Snapshot of our latest funding round

The Glass Packaging Forum’s latest funding round saw eight successful applications awarded just over $130,000 in total. It was great to see a good mix of projects, ranging from refill schemes to infrastructure.

The Beer Spot – refillable glass project support

Refitting beer taps at The Beer Spot will allow them to sell beer in glass containers rather than plastic.

Auckland-based retailer The Beer Spot was awarded just over $29,000 to help refit its beer taps to sell beer in refillable glass containers.

The company has been selling beer in refillable PET bottles at five sites around Auckland but wants to make the move to glass and has already earmarked substantial fund for the project.

Raglan Xtreme Zero Waste – new glass recycling infrastructure

Community recycler Xtreme Zero Waste in Raglan sets a high benchmark for waste reduction.

Innovative community recycler Xtreme Zero Waste in Raglan has been developing a centre of excellence featuring industry best practice infrastructure.

It was awarded $25,000 for a bin lifter, hopper, conveyer and container for glass recycling. This equipment will not only reduce manual handling but display industry best practice to the tour groups it hosts and those taking part in Zero Waste Network training at the centre.

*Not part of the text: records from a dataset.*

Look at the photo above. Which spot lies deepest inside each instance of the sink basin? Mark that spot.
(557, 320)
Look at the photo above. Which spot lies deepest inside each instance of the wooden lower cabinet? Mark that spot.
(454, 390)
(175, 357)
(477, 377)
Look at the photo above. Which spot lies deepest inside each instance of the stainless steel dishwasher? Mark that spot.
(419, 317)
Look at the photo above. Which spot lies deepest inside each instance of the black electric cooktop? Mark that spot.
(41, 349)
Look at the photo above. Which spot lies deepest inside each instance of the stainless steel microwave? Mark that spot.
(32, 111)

Ruapehu District Council – replace aging infrastructure

A grant of $28,000 will help the Ruapehu District Council build new glass storage bunkers at its Taumarunui Refuse Transfer Station to address the increasing volume of glass collected for recycling.

The transfer station serves as a hub the council and its satellite recycling centres. The previous bunkers were no longer fit for purpose which caused contamination and loss of glass which could otherwise have been recycled.

Central Otago District Council – improve public place glass recycling

New public place glass recycling bins in Clyde are already seeing heavy use.

The council has contract Alexandra Wastebusters to collect glass from public place recycling in the township of Clyde during peak holiday seasons – and send the glass for recycling instead of to landfill.

There is currently a public place glass recycling skip, but glass from the skip bin is mostly landfilled or occasionally stockpiled. A $500 grant from the GPF paid for wheelie bins at the public glass recycling area, which Wastebusters service with the glass going to Auckland to be recycled.

The bins were installed on December 20 and Wastebusters have been collecting three to four, full 240L bins a week.

Palmerston North City Council – extend storage bunkers

The council was awarded $8,648 to help extend its current glass storage bunker’s concrete pad to increase capacity and improve health and safety. The growth of the city has seen an increase in recycled glass, with the new bunkers expected to see an additional 500 tonnes a year.

Clevedon Village Market – separate glass recycling bin

The popular Clevedon Village Market is working towards greater sustainability.

The market is working towards reducing the volume of compostable and glass packaging going to landfill due to a lack of infrastructure.

A grant of $500 was awarded for a glass recycling bin and to help educate the public on its use.

9Hazels – refillable glass containers

9Hazels is a Lower Hutt-based start-up which makes hazelnut products and wants to use glass containers for a refill scheme.

A grant of $3,999 will allow the company to buy the containers needed to get the scheme off the ground. It believes using glass will give it a commercial/marketing advantage.

Northland Waste – new glass storage bunkers

Far North District Council’s Russell Transfer Station is managed by Northland Waste, which is reorganising the site into a resource recovery park focussed on waste reduction.

Part of this work involves new glass storage bunkers, thanks to a GPF grant of $35,000. The old bunkers are too small and resulted in glass being rejected or downcycled.